Some video game
developers just seem to have been dealt a bad hand, but few have luck as bad as
Whoopee Camp. The company made two late 90s Playstation games: Tomba,
and its not-quite-as-good-but-still-solid sequel. Critics loved both games, but
audiences ignored them, and the company went bust in 2000 after only three
years of existence.
The real bummer came later that year, when the Playstation
2 arrived. Tomba fans soon learned a dirty little secret about the PS2:
the backward compatibility was not as perfect as advertised. It's true! Sony
has a small list available of nine PSX games that do not work on PS2, and Tomba
sits right at the bottom of it. The game is unplayable on everything
but an original PSX, and that's assuming you can get a copy. Just the demo for Tomba
costs more than a full priced PS3 game on eBay, and if you want the whole
thing, you're going to be dishing out literally hundreds of dollars. Besides,
do you even have your original Playstation anymore?
But last week, all of this changed.
Playstation Network has now released Tomba in all of
its batshit insane glory for only 10 bucks. This is great news for so many reasons.
First of all? Well, Tomba is perfect. You'd be hard pressed to find a more charming,
fun, challenging, and innovative game.

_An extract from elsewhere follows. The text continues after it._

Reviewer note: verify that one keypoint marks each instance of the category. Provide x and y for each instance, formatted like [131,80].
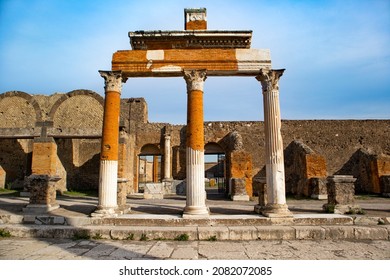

Remember how much people loved Fez? Tomba did
that, but better, and over a decade ago. Tokuro Fujiwara, creator of Megaman
and Ghosts and Goblins, is the mind behind Tomba's brilliance
(I owe this man my entire childhood).
This side scrolling adventure about a pink haired
boy battling evil pigs manages to be creative and bizarre without alienating
its audience. That's in part because the game retains a childlike sweetness
throughout (the objective of the 100+ quests always seem related to helping
people affected by the pigs), but also because the game's finely tuned gameplay pulls you in with visually stunning colors and character
design. Plus, it's great to play a game that can appeal to kids and can also be controller-breakingly challenging. If you think Tomba's
a kiddie game, wait till the Phoenix Mountain area hands you your ass ten or
twenty times in a row.
Tomba is a
masterpiece, but it's redundant to even say so, since critics told us that back
when this underappreciated gem came out, alongside better-known late-90s favorites like Final Fantasy VII and GoldenEye. It's not news that Tomba is great, but the fact that PSN paid attention to what fans wanted and
actually followed through is a good sign.
Tomba isn't the only
game that's hard to find, it's not the only game that costs as much as an
entire console, and (hopefully) it won't be a lucky fluke that PSN released it.
There are so many other rare gems that Sony and Microsoft should re-release,
like Megaman Legends 2, Ikaruga, Misadventures of Tron Bonne,
and Gitaroo Man (imagine if PaRappa the Rapper and Scott Pilgrim had a
baby). Those titles are stuck being rare, half-remembered cult classics when
they could be successful downloadable games.
The re-release trend has had a good start so far with Tomba,
Marvel vs. Capcom 2, and Microsoft's touched-up tribute to the classic
90s shmup Radiant Silvergun, but why not do more? If these re-releases succeed, then companies might finally catch on and put out
more rare titles that deserve a second shot at widespread fame.